Director Philippe Falardeau’s brilliant new film works on many levels. It is the story of an Algerian refugee claimant in Montreal, trained as a teacher, who secures a desperately-needed job when a teaching position in a primary school is left empty through tragic circumstances. It is a story about the desperate need to connect in times of grief. It is also a story about the modern education system, and how curricula in schools sometimes neglects children’s emotional education. Yet, it is also a story of refugee resilience, and of how people whose lives are shaped by tragic events manage to overcome them by the power of deep compassion.

Bachir Lazhar, the main character in the film, walks into a situation that many newcomers have experienced in their job searches – he happens to be at the right place at the right time. After reading in the newspaper about the tragedy, he goes to the Montreal primary school, with his résumé in hand, and offers to teach the class whose teacher has been lost.
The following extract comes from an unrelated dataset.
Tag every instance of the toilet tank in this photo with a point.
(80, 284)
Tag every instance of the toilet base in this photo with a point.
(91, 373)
At first feeling like a fish out of water, he eventually forges a deep bond with his students and wins them over with his quiet and dignified demeanour, challenging them with unorthodox choices in reading material and educational approach. His notions of education often clash with established principles that sometimes seem separated from children’s real needs.

Monsieur Lazhar offers thoughtful reflection on several subjects. It is a study of how sudden and inexplicable loss can affect children and adults alike, and how children often seem better equipped than adults to deal with it, yet they are not allowed to express their feelings openly. The film also touches on differing cultural notions of what it means to educate children. As well, Monsieur Lazhar is a story whose elements many newcomers to Canada will recognize. Bachir Lazhar carries his tragic personal story buried within him, but it is precisely this experience that proves so valuable in his approach to students and the eventual bond that they establish with him. His students are a true multicultural microcosm, bringing their own personal stories and family dynamics that sometimes affect their behaviour and response to the tragedy that has befallen them.

Director and writer Philippe Falardeau weaves together all these themes in a careful and methodical way, and gets perfect performances from all his actors, especially Mohamed Fellag in his moving and dignified portrait of Lazhar, and Sophie Nélisse as one of his precocious students with whom he establishes a special connection.

Monsieur Lazhar contains moments of both sadness and joy that some will recognize from the time they first arrived in Canada. It is a film that shows how compassion, empathy and respect can show the way forward across cultural and community boundaries. In its intricate, yet profound way, it leaves us to ponder the infinite possibilities offered by simple human connection.

Monsieur Lazhar still plays in cinemas across Canada and is currently available on DVD.